Many of these cases present a pattern not unlike the ones we now consider. The fact that Dr. Swann is not a member of the American Board for General Surgery nor of the American Board for Thoracic Surgery has been emphasized. We assume this is done to impair his asserted expertness in the field of medicine in which he appears to specialize. He came to Knoxville in 1949 as a member of a Knoxville Chest Group, formed by the United Mine Workers "for the purpose of studying disability in coal miners." His testimony was challenged by qualified medical specialists; the discovery of the cause of the plaintiffs' disabilities did not come to light until the mine where they had worked closed down. These men then applied for, and for varying periods of time received, unemployment compensation benefits. Applications for such benefits contained the employees' representations that they were then able and available for work. All of these matters were for the District Judge to consider and weigh and it was his province to make his own assessment of the credibility of the witnesses before him. The fact that these and other plaintiffs did not assert disabilities until their respective places of employment had shut down, might give rise to some wonder as to the genuineness of their claims; conversely, such evidence might indeed be accepted as consistent with a conclusion that a large percentage of those who have spent their strong years in the underground of coal mines are inevitably on the way to the disability which the District Judge found. While the only work of which they are capable continues available, they rise above the disabilities that attend the approach of the so-called "black lung."

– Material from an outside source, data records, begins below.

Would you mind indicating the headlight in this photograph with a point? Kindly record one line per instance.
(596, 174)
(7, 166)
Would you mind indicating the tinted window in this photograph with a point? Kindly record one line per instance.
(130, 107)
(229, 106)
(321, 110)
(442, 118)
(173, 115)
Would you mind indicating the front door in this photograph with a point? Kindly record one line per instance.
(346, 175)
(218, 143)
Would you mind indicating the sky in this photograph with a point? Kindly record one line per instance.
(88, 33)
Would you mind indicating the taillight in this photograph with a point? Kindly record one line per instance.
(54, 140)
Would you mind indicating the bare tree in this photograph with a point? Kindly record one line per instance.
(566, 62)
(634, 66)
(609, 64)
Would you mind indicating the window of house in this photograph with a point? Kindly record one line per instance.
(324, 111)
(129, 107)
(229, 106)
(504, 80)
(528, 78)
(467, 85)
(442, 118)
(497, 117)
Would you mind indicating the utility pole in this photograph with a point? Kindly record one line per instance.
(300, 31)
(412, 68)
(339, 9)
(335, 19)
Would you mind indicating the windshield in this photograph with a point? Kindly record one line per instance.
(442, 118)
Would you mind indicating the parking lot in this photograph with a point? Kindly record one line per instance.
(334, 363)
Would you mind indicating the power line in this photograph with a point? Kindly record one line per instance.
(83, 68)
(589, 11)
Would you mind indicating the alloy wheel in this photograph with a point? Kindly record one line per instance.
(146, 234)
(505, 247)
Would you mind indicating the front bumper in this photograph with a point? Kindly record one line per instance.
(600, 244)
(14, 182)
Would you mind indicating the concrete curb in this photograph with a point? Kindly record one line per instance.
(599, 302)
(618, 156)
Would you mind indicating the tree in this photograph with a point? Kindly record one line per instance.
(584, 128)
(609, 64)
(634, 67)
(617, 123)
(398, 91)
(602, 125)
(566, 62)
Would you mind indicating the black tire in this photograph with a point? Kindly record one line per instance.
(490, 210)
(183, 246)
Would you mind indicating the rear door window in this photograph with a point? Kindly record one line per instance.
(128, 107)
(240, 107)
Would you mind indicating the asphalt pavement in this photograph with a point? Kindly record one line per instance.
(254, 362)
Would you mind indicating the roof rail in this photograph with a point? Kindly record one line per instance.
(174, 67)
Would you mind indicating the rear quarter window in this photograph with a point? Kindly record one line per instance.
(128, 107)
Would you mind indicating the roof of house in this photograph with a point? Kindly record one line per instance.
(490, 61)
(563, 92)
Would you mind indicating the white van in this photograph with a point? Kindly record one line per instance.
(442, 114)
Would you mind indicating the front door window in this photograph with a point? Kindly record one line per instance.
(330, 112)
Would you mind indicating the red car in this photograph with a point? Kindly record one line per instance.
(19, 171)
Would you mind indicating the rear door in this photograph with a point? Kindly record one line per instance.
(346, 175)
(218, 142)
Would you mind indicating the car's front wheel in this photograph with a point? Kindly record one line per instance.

The judgment in the District Court allowed recovery in the Seiber case of the sum of $53.50 for medical expense. Counsel for appellee concedes that no evidence was offered to support such item and says, "no claim is made for them in this case."
We have considered other points presented by appellant and find them without merit. The judgments of the District Court are affirmed in all respects except,
a) The fee of Dr. Swann for giving a discovery deposition in three cases is fixed at, and limited to, the sum of $126.00; and
b) The allowance of $53.50 for medical bill in the Seiber case is vacated.